Aries Moon

Rain tonight. The morning was clear, all blue skies and white clouds and little puffs of wind forecasting an early spring. I knew it wouldn't last because I could see the steel grey peeking over the hills, plump with rain and ready to spill it into the bay after a boisterous journey from the sea. The sound of rain eases my mind, relaxes my muscles. Dark, rain, quiet; a coil unwinds somewhere inside, and I can think about almost anything calmly.

I am still missing items that I know I packed over a year ago. How can I still not have found them? I thought all my personal boxes had been gone through, if not totally emptied. I must have started stuffing things in any old box towards the end. I remember being thoroughly sick of carefully wrapping the titchy breakable stuff. If I haven't used it in a year do I really need it? Yes. I really need that blue shirt, that middle book of the series, that vase of a particular shape. A pity I ran out of organizational steam long before I ran out of boxes to pack.

Good fares from the Bay Area to surprising places: $222 to Tampa, $215 to St. Louis, $444.00 to San Salvador, all round trip. Who makes these fares up?

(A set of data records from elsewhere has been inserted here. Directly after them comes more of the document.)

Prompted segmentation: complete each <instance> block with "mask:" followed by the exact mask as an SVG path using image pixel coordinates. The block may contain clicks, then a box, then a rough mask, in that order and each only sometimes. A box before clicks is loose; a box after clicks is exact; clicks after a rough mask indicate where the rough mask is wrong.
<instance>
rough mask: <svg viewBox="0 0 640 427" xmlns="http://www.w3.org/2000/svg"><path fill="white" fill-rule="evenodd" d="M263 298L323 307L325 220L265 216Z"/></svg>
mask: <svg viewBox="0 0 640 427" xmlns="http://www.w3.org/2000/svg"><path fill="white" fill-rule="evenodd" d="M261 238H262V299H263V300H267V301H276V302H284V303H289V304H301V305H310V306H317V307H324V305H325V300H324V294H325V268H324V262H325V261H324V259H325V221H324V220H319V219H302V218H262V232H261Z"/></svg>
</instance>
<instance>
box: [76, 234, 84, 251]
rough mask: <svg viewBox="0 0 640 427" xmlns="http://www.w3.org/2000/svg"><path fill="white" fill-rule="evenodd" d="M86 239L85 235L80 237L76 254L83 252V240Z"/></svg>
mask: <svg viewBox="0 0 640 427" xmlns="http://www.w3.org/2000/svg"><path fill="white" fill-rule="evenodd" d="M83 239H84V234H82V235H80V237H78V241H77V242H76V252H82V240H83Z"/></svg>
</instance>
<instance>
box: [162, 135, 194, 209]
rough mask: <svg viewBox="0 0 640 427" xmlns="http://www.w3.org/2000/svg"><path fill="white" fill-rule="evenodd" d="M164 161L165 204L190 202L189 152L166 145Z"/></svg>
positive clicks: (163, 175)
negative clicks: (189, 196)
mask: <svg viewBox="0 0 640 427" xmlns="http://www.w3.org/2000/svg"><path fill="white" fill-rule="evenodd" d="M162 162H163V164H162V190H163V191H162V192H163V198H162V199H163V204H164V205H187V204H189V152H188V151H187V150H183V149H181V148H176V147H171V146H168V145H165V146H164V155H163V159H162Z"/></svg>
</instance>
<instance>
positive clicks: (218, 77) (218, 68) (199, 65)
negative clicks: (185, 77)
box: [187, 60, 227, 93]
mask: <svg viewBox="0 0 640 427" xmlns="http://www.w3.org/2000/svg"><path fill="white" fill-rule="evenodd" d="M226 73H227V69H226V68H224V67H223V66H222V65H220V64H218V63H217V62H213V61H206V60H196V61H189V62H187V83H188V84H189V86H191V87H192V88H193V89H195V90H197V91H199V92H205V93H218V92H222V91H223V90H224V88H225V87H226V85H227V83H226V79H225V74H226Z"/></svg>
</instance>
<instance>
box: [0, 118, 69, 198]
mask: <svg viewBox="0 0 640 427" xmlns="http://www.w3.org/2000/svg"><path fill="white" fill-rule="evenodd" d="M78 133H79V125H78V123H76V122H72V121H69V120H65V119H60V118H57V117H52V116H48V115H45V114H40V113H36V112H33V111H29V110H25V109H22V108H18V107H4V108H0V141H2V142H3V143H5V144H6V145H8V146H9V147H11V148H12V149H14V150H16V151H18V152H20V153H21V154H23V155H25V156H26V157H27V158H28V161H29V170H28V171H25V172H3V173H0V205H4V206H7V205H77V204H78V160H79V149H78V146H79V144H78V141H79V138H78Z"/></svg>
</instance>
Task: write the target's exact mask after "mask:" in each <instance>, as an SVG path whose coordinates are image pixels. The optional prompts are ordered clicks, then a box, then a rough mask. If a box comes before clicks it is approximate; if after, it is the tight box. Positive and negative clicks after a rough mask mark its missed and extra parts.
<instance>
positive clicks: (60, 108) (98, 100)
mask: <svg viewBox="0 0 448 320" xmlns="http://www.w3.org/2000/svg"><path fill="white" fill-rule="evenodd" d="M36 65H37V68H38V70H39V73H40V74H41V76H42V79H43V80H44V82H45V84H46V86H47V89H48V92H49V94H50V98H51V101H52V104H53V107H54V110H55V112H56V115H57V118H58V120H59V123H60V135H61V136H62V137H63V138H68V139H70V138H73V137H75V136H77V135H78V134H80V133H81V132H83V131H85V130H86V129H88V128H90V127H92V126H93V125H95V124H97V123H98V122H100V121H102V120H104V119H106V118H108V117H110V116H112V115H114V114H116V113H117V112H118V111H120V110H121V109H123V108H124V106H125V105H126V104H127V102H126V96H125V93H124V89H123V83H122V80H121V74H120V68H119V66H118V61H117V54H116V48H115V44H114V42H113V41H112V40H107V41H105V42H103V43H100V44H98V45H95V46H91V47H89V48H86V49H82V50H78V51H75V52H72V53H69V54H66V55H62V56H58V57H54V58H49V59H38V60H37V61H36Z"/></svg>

Some committee somewhere: the infamous Yield Management who pore over statistics and reports, wave their hands mystically, conjure up a brief spate of cheap tickets, and set an expiry date along with arcane rules. The market surges and seethes, driven by the strange, unfathomable lunar rhythms of economics and politics. If the sea parts, run like hell for Israel. If you see a good fare, buy it now.

If I had to go back to college tomorrow with the specific goal of getting my degree in something for the purpose of obtaining employment, what would I choose? Not English literature, my beloved intellectual cabana boy, nor history, nor women's studies. Academia is not for me; I've no taste for the politics or the job competition. Not back to music, which was once mine own true love, and which paid the bills for umpteen years until I got sick of having four or five jobs a month rather than one paycheck. Graphic design? Maybe. It interests me, but I fear I might have to beg for jobs designing stockholder quarterly reports instead of something sexy like web pages or butter packages. Programming? Ha, you kill me. I wouldn't, couldn't do anything with computers. Journalism? There's a thought. Languages? I'm clever at accents and picking up useful words, and I once spoke passable French. Translating would be interesting, but of course, I've not the faintest idea what kind of career that involves. Oh, I'm a fine example of an educated person, I am. Lots of party tricks and interesting past jobs but no real skills. I type, doll. That's what I do best. I type 80 words a minute without errors, and that's my biggest marketing tool. College would nourish my soul, but it probably couldn't get me a job.

I don't need a new job. I need a little nourishment. I have sent off to MTSU for my transcripts. Just in case, you know. Just in case.